Hello all.
I recently ran a sentiment analysis project (code is here ) everything goes fine without a hitch! except on testing I noticed, each time I run the snippet below, I get different accuracies. The difference is not huge, usually around -+.02~0.5%. for example on one run I get 77.50%, on the second run I may get 77.2%, on the third I may get 77.34% or I may get 76.68% etc you get the idea.
Is it not supposed to give me the very same accuracy at all times? Is this stuff different in text processing in deeplearning?

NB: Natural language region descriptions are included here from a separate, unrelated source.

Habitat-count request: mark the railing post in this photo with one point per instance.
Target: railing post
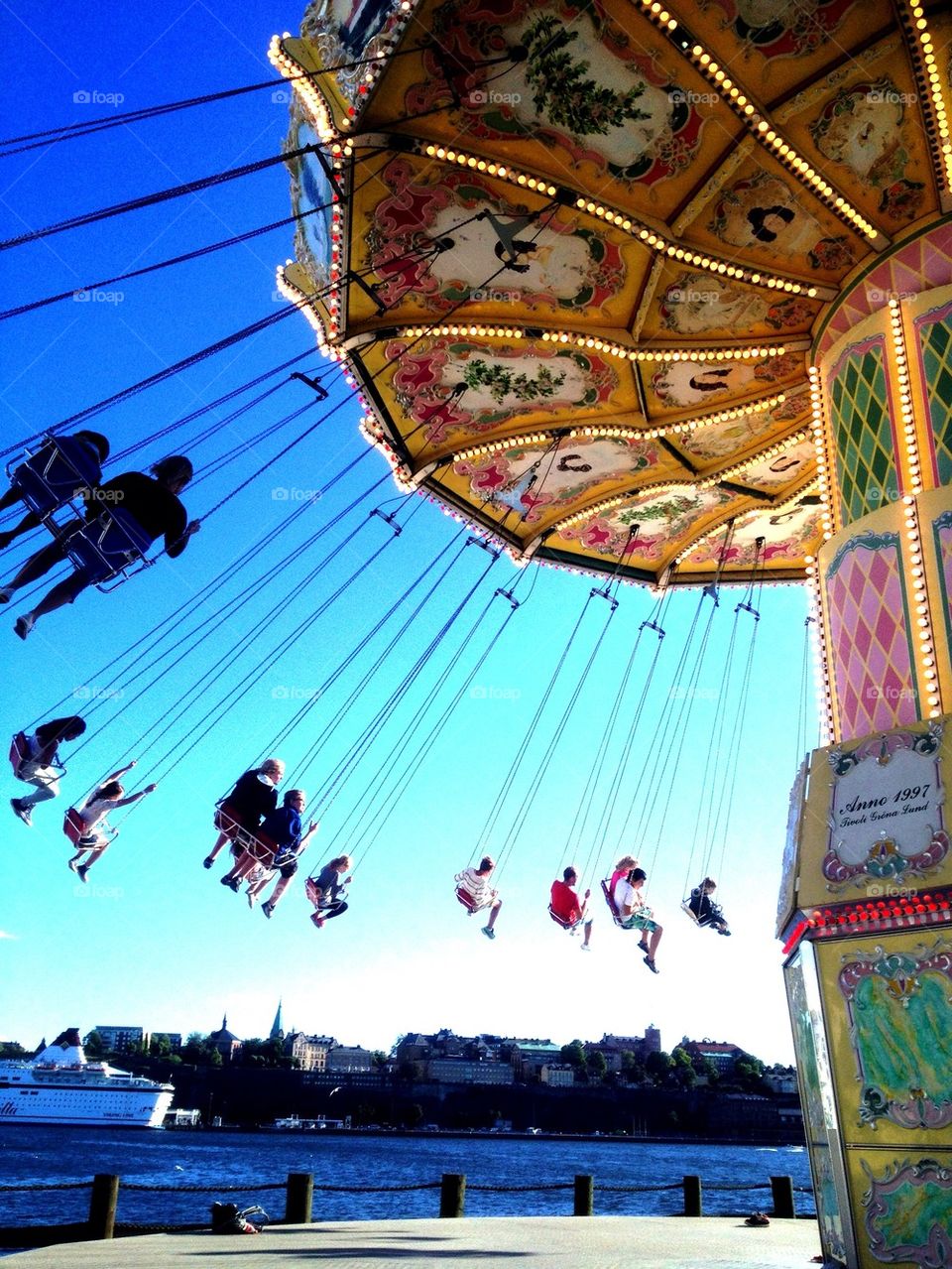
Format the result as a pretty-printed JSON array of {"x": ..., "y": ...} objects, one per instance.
[
  {"x": 299, "y": 1197},
  {"x": 782, "y": 1191},
  {"x": 452, "y": 1195},
  {"x": 101, "y": 1206},
  {"x": 583, "y": 1196},
  {"x": 693, "y": 1205}
]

# Get test data loss and accuracy
test_losses = [] # track loss
num_correct = 0
# init hidden state
h = net.init_hidden(batch_size)
net.eval()
# iterate over test data
for inputs, labels in test_loader:
# Creating new variables for the hidden state, otherwise
# we'd backprop through the entire training history
h = tuple([each.data for each in h])
if(train_on_gpu):
inputs, labels = inputs.cuda(), labels.cuda()
# get predicted outputs
output, h = net(inputs, h)
# calculate loss
test_loss = criterion(output.squeeze(), labels.float())

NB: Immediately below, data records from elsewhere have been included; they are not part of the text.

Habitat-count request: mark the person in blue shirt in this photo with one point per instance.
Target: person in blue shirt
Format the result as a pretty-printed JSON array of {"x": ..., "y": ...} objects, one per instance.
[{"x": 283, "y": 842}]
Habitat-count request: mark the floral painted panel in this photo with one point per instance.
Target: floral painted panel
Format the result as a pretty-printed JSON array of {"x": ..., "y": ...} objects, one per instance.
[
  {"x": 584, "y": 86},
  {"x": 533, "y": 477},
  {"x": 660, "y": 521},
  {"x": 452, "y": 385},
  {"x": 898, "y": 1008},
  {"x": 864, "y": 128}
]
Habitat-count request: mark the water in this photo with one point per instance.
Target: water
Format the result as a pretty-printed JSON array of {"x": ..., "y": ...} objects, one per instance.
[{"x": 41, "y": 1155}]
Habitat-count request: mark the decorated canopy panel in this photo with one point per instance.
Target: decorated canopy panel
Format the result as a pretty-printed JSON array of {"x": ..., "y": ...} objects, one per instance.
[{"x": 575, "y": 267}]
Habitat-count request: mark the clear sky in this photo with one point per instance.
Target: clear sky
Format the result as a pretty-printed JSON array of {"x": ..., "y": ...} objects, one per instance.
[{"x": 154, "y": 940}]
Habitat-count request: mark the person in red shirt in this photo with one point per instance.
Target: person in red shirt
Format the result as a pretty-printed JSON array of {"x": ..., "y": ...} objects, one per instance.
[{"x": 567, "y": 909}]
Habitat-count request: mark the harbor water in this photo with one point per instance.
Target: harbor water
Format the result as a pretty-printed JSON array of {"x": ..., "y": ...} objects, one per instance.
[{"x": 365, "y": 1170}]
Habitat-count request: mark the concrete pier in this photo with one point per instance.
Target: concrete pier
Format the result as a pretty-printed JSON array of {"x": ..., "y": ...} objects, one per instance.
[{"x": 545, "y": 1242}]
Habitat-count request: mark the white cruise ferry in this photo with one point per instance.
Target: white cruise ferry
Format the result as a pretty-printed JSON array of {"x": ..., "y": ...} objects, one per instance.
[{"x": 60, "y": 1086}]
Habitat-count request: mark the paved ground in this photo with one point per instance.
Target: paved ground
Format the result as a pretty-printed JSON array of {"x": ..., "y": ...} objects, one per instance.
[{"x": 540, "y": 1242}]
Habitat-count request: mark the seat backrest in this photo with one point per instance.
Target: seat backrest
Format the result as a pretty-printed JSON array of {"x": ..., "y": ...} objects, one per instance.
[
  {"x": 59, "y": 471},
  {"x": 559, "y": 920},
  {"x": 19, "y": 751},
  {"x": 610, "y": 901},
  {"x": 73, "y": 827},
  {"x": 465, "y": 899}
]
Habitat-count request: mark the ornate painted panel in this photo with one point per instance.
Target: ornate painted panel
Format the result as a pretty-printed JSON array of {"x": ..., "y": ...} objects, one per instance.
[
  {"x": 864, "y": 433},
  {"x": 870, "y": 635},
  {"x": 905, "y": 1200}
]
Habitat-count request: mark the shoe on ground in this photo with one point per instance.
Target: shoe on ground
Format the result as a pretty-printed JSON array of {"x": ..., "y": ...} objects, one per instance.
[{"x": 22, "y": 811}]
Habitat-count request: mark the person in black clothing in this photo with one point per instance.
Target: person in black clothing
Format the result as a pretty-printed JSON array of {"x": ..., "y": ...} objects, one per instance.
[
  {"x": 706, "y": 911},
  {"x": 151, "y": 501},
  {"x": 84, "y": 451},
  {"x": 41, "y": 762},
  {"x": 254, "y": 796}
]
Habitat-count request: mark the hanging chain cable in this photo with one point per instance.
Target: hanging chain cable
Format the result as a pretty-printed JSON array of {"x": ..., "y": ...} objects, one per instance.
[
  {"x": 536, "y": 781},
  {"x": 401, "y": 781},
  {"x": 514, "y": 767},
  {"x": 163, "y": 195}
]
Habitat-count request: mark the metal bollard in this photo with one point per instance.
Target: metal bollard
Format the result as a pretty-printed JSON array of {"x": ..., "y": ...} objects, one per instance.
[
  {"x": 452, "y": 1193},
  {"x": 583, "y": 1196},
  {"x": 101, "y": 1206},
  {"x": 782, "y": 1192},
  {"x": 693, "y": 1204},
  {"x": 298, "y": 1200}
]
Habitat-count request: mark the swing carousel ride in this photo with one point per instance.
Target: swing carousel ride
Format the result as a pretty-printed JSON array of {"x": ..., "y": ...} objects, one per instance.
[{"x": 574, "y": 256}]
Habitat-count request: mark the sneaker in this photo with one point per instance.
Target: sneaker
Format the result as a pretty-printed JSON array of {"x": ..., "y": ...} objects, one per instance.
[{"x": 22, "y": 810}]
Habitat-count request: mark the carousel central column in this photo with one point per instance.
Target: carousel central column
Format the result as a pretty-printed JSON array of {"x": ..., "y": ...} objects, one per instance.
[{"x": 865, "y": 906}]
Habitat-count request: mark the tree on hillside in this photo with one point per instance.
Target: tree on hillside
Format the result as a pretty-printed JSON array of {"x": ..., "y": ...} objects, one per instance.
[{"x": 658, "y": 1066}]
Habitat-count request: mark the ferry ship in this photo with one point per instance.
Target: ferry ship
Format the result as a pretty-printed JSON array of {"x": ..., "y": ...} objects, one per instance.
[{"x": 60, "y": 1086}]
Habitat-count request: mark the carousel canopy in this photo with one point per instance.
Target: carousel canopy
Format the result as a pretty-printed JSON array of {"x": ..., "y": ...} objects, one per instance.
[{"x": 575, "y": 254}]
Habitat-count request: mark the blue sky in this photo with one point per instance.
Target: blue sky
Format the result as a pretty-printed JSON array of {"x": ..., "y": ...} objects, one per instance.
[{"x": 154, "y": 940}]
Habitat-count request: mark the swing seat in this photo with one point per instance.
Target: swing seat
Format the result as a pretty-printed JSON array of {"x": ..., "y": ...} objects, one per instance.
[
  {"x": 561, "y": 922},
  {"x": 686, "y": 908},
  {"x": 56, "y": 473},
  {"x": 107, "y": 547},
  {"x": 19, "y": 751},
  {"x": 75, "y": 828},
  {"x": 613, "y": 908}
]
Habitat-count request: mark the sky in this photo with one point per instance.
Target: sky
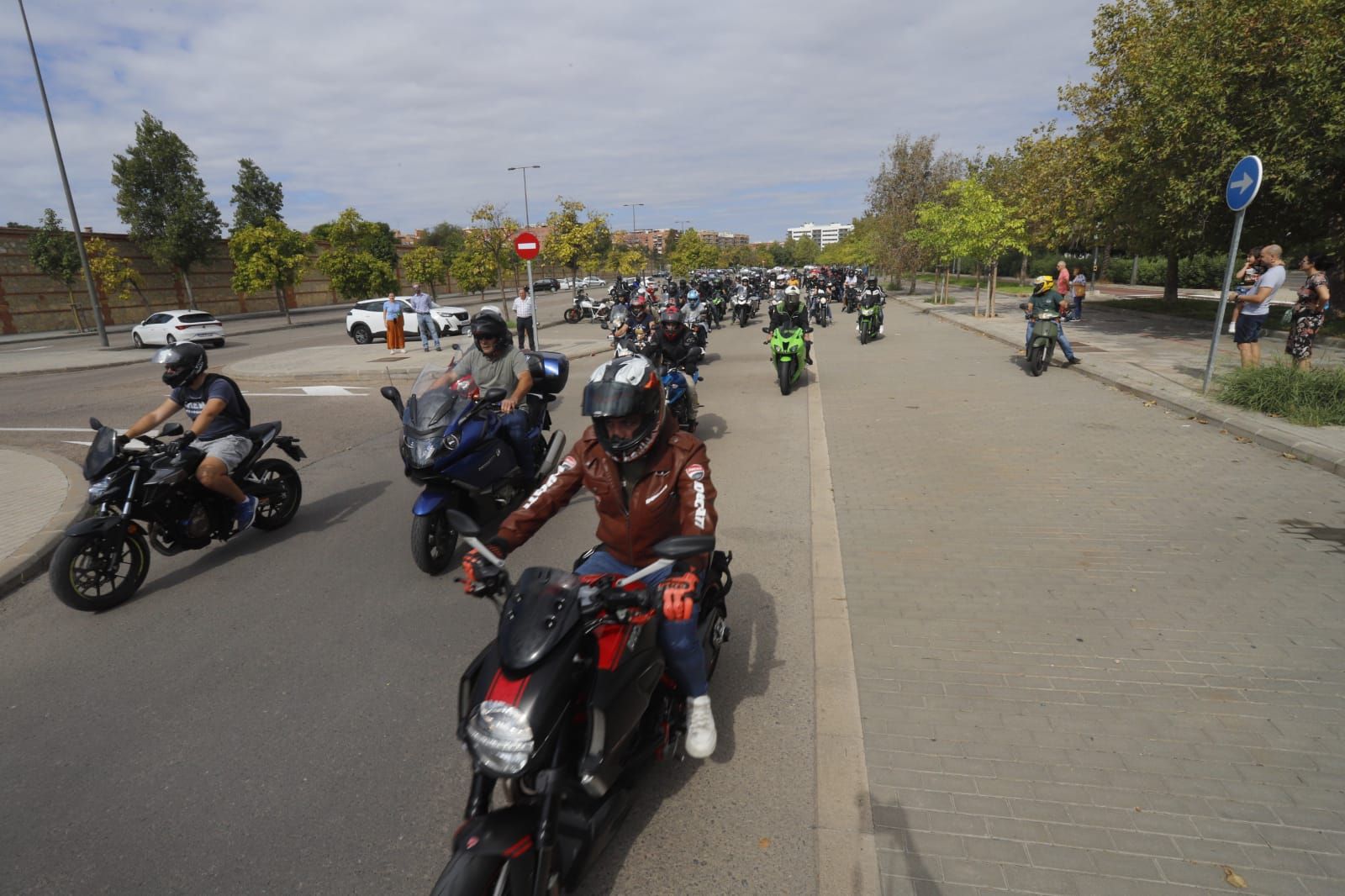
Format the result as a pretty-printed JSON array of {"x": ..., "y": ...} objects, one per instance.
[{"x": 750, "y": 118}]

test_losses.append(test_loss.item())
# convert output probabilities to predicted class (0 or 1)
pred = torch.round(output.squeeze()) # rounds to the nearest integer
# compare predictions to true label
correct_tensor = pred.eq(labels.float().view_as(pred))

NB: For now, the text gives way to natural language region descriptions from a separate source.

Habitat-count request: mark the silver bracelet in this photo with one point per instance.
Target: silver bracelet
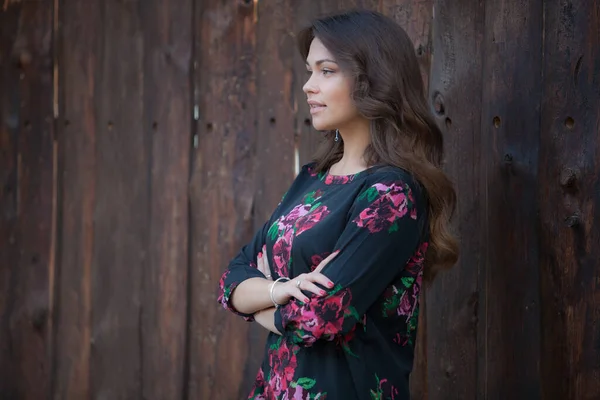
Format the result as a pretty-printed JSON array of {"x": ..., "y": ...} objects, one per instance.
[{"x": 272, "y": 287}]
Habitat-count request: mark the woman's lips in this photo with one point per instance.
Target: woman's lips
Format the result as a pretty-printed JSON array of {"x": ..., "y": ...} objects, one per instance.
[{"x": 316, "y": 108}]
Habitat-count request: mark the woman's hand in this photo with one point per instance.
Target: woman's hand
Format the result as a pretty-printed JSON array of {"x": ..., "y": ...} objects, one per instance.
[
  {"x": 283, "y": 292},
  {"x": 263, "y": 263}
]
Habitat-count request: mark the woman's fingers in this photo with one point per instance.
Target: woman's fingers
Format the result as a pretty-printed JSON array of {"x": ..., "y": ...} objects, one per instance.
[
  {"x": 260, "y": 263},
  {"x": 321, "y": 279},
  {"x": 266, "y": 265},
  {"x": 311, "y": 287},
  {"x": 323, "y": 263},
  {"x": 297, "y": 293}
]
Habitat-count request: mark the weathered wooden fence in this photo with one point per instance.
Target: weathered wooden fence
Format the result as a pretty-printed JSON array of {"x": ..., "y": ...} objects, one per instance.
[{"x": 142, "y": 143}]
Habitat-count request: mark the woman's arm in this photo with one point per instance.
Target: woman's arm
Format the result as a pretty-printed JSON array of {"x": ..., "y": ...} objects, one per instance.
[
  {"x": 252, "y": 295},
  {"x": 377, "y": 244},
  {"x": 266, "y": 319}
]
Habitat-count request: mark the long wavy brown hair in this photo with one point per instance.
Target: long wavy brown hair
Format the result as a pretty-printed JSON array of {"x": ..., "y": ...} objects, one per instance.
[{"x": 388, "y": 91}]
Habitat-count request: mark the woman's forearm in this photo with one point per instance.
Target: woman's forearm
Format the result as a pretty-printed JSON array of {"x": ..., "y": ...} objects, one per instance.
[
  {"x": 266, "y": 318},
  {"x": 252, "y": 295}
]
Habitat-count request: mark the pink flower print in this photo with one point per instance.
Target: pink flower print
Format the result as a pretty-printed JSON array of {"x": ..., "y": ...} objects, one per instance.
[
  {"x": 309, "y": 220},
  {"x": 258, "y": 388},
  {"x": 391, "y": 203},
  {"x": 322, "y": 317},
  {"x": 283, "y": 366},
  {"x": 282, "y": 250},
  {"x": 316, "y": 260}
]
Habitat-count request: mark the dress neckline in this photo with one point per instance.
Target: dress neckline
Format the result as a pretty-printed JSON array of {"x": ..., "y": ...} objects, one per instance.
[{"x": 330, "y": 179}]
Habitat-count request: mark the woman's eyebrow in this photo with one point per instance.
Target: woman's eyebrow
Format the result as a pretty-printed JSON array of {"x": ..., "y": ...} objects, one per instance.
[{"x": 321, "y": 62}]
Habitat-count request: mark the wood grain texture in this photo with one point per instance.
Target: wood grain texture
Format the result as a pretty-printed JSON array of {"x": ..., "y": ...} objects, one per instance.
[
  {"x": 307, "y": 139},
  {"x": 26, "y": 198},
  {"x": 415, "y": 17},
  {"x": 455, "y": 88},
  {"x": 80, "y": 59},
  {"x": 122, "y": 207},
  {"x": 222, "y": 191},
  {"x": 275, "y": 116},
  {"x": 510, "y": 140},
  {"x": 167, "y": 36},
  {"x": 569, "y": 196}
]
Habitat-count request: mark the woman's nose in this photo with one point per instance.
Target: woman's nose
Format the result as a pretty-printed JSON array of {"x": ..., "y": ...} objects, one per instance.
[{"x": 309, "y": 86}]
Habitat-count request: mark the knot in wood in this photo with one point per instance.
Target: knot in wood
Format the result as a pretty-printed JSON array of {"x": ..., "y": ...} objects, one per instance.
[
  {"x": 573, "y": 220},
  {"x": 438, "y": 103},
  {"x": 568, "y": 177}
]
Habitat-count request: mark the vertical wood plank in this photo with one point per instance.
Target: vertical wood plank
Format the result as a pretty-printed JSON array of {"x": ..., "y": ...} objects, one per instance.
[
  {"x": 569, "y": 195},
  {"x": 307, "y": 139},
  {"x": 510, "y": 142},
  {"x": 222, "y": 191},
  {"x": 275, "y": 113},
  {"x": 167, "y": 37},
  {"x": 453, "y": 300},
  {"x": 79, "y": 60},
  {"x": 121, "y": 212},
  {"x": 26, "y": 197},
  {"x": 415, "y": 17}
]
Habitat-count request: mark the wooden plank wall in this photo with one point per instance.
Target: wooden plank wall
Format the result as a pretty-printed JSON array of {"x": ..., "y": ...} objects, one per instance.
[
  {"x": 140, "y": 147},
  {"x": 27, "y": 174}
]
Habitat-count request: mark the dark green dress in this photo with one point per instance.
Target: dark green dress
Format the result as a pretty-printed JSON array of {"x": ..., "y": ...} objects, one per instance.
[{"x": 356, "y": 342}]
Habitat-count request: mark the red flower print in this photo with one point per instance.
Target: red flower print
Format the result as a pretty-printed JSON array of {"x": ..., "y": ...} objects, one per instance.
[
  {"x": 282, "y": 252},
  {"x": 323, "y": 317},
  {"x": 309, "y": 220},
  {"x": 223, "y": 291},
  {"x": 391, "y": 203},
  {"x": 283, "y": 365}
]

correct = np.squeeze(correct_tensor.numpy()) if not train_on_gpu else np.squeeze(correct_tensor.cpu().numpy())
num_correct += np.sum(correct)
# -- stats! -- ##
# avg test loss
print("Test loss: {:.3f}".format(np.mean(test_losses)))
# accuracy over all test data
test_acc = num_correct/len(test_loader.dataset)
print("Test accuracy: {:.3f}".format(test_acc))
Thanks a lot in advance, I really appreciate your kind help.